Hi, new here and hoping for some advice for my mum. She was diagnosed several years ago. Her first symptoms were extreme fatigue. She’s now 87 and has had muscle pain for some time (back, neck, groin area) and the fatigue is completely debilitating. She’s on Madopar. It doesn’t seem to do anything to combat the fatigue. This is by far the most pressing symptom. I read about the exercises that people with PD are doing but my mum can barely walk about the house without having to rest so doing exercise of any sort seems out of the question without a monumental effort which then could knock her out the next day. She’s falling asleep in her chair all the time and has no energy. She doesn’t wake refreshed at all. Is there any medication that might help with this? Or is it a case of persisting with trying to do very small bouts of exercise (maybe chair yoga?) I appreciate her advanced age but I know if it wasn’t for the fatigue she would be able to do a lot more. She has been prescribed rasagiline which she started taking but thought it made her feel dizzy/weird. Anyone else had this and had side effects? It’s hard to know if that was the cause of the dizziness as she has had bouts of that previously. Any advice gratefully received, thank you.

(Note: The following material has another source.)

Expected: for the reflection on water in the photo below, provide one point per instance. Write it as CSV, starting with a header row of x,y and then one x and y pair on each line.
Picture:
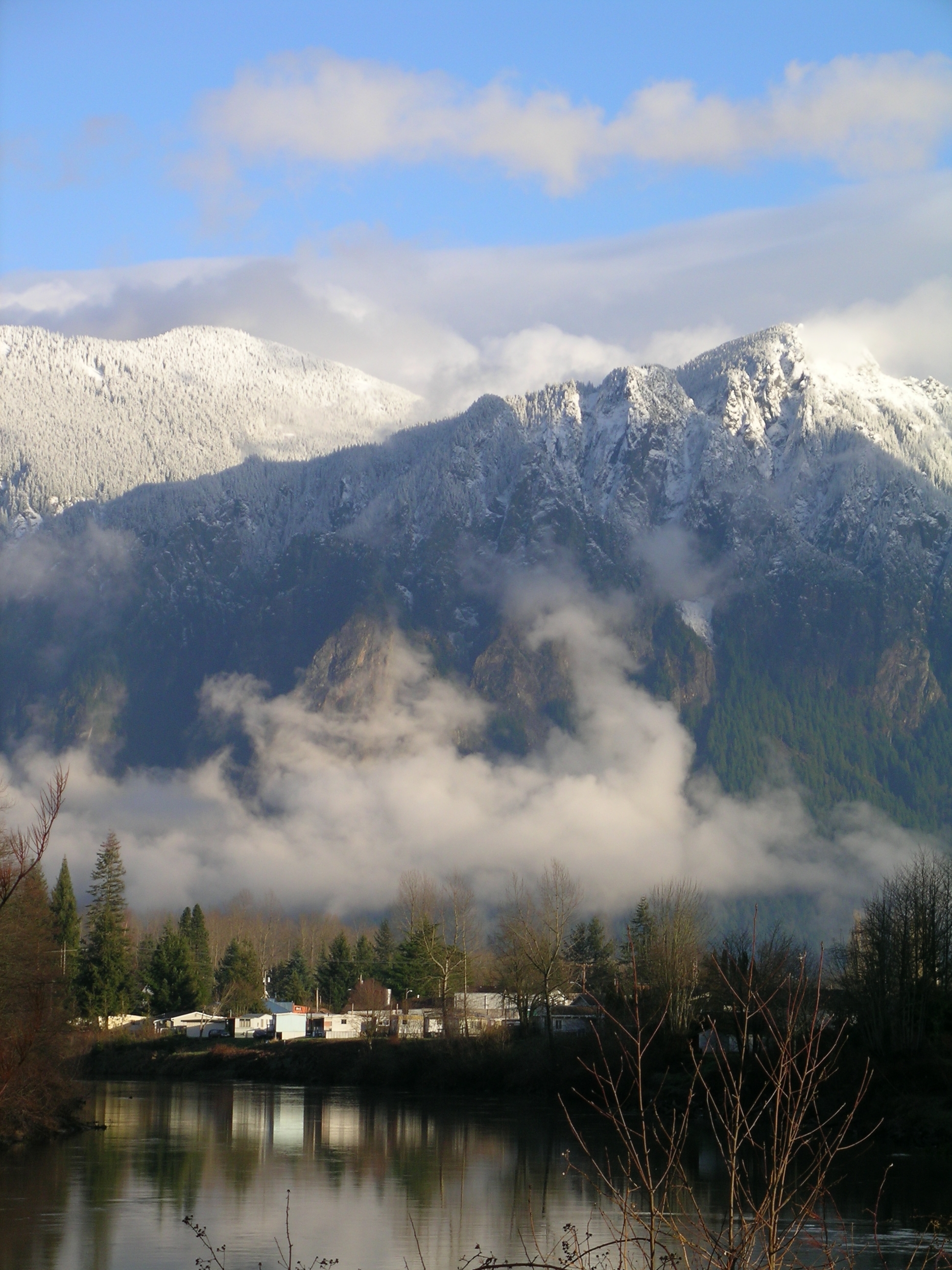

Hello @Susan_Gibson welcome to the forum. We hope you find it a helpful place to connect, ask questions and hear from people who really understand.
We’re sorry to hear that your mum is struggling with fatigue and this is really impacting her. It must be hard for both of you. It’s great that you’re looking into what could help. It’s clear that you really care about your mum and want to help in any way that you can.
We’ve got information on fatigue, how to manage it and treatments on our website, which you and your mum might find useful: Fatigue | Parkinson's UK. This includes exercise, so chair yoga could be helpful for your mum. We hope the community will also share what they’ve found helpful.
If you’re worried about your mum’s medication and any side effects, please speak to her GP, specialist or Parkinson’s nurse. We are also at the end of the phone for you both. You can call us for free and speak to our trained advisors: 0808 800 0303.
Take care ![]()
Parkinson’s UK Moderation Team
Good afternoon Susan. Sorry your Mum has Parkinson’s. The Parkinson’s nurses here are brilliant & well worth talking to.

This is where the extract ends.